The current CBA expires on May 15, ending a five-year agreement that was ratified on June 13, 2014 – nearly a month after the original deadline. Commissioner Randy Ambrosie and the Canadian Football League were waiting for the CFLPA notice to bargain.
“Most people aren’t labour relations experts, but the way the process actually works is that the players will give us a notice to bargain. So the ball is in the players’ court. That’s just the way labour works,” Ambrosie said in late January.
The players say they want respect along with fair treatment from the league while Ambrosie wants to save the CFL’s side of the negotiations for the bargaining table. Ambrosie and the CFL are willing to raise the minimum salary from $54,000 to the $70,000 range.

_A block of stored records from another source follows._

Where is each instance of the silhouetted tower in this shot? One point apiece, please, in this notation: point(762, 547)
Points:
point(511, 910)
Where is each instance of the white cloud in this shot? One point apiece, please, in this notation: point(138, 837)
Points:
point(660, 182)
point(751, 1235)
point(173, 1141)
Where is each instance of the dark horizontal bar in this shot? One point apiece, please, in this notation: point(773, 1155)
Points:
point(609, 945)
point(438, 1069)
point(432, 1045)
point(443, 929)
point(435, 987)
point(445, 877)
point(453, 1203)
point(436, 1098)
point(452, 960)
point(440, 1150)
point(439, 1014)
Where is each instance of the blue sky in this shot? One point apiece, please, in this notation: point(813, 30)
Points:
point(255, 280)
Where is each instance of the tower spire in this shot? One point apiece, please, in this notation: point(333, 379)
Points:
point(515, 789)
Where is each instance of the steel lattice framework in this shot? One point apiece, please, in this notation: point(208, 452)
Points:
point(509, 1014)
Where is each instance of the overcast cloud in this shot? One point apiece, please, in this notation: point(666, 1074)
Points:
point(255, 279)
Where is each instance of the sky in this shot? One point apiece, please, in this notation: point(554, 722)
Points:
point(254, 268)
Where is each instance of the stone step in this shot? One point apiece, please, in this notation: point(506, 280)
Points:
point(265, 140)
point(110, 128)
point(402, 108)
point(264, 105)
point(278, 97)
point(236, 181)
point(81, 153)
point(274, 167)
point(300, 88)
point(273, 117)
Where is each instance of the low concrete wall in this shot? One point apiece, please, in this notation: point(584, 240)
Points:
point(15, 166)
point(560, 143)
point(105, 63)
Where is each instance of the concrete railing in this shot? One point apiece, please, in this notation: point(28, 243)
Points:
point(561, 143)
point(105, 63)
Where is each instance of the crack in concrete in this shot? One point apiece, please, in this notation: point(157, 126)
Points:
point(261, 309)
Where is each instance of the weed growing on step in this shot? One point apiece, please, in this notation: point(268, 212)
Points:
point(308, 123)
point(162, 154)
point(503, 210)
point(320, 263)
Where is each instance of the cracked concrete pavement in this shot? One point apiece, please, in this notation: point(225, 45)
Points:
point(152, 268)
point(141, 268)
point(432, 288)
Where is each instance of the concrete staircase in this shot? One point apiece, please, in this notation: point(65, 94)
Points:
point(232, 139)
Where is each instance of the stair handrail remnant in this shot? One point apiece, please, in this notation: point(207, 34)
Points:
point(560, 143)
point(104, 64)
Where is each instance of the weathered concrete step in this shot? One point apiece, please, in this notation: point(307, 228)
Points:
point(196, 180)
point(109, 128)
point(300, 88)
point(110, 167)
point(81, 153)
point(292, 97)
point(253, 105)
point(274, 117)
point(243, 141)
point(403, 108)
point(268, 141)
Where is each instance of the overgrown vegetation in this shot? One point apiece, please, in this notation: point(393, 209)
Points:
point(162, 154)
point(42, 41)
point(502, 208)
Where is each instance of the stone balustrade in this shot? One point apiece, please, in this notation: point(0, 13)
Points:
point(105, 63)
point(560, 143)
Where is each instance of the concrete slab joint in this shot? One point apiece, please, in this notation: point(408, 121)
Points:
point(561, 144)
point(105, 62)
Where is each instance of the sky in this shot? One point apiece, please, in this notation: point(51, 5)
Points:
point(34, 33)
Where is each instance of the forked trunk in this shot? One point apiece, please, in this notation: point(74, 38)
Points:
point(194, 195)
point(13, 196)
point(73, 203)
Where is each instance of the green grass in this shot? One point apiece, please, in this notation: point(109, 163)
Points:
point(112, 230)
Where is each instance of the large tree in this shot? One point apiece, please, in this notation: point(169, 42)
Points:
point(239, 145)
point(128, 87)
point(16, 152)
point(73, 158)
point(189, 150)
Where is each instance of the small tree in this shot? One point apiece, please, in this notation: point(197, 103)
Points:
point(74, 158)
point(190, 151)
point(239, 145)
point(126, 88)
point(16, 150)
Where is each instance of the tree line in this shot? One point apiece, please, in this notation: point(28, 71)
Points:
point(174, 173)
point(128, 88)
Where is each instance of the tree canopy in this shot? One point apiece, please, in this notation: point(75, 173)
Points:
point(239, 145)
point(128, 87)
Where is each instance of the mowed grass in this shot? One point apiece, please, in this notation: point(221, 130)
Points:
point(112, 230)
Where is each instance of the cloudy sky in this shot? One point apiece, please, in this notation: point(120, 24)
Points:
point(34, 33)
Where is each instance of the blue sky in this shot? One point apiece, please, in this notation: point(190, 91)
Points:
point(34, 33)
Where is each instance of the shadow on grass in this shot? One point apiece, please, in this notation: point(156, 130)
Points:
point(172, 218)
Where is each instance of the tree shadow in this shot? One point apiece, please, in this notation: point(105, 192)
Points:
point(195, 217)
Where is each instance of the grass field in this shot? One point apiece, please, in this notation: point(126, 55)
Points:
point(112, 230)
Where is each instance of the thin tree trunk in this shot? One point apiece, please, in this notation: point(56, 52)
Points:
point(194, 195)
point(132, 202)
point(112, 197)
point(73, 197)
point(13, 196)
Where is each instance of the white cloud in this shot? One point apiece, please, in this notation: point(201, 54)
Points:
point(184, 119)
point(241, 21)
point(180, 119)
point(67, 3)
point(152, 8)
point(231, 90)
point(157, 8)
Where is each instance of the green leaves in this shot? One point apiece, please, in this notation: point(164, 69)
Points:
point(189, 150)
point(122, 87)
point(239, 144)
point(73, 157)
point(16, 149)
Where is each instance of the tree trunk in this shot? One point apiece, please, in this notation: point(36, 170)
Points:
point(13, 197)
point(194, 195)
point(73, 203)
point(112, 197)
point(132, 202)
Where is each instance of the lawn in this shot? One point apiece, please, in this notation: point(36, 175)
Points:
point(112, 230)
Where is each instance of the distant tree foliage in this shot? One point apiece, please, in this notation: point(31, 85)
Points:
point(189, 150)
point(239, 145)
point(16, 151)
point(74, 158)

“It’s a conversation that we gotta have. You look across the league and the standard that is set right now for our players are unacceptable and it’s going to be something that we want to discuss,” Ramsay said.
“It’s very hard at this point to pick a number for a minimum standard, but it’s definitely something that needs to be talked about.”
NHL players receive approximately 50 per cent of league revenues while the NBA is at between 49 and 51 per cent. NFL players get between 46.5 and 48 per cent while the MLB is around 50 per cent. While neither league or the union will confirm the numbers, it’s clear CFL players receive significantly less – and want to change it.
“Yes, we do,” Ramsay said in regards to the percentage of revenue correlating with the salary cap needing to be more in line with other pro sports leagues.
“That’s something that we’re discussing and looking at.”
According to the CFLPA, the league office issued a directive to the teams instructing them not to pay signing bonuses, roster bonuses and report and pass bonuses starting Jan. 1, 2019 – despite the fact that the collective agreement is not slated to expire until May 15 of that year.
“I can say with confidence that if you’re going to withhold payments to a membership that is going to create animosity,” Ramsay said. “That’s definitely not a good way to start showing fair treatment and respect by withholding payments that are already to the membership.”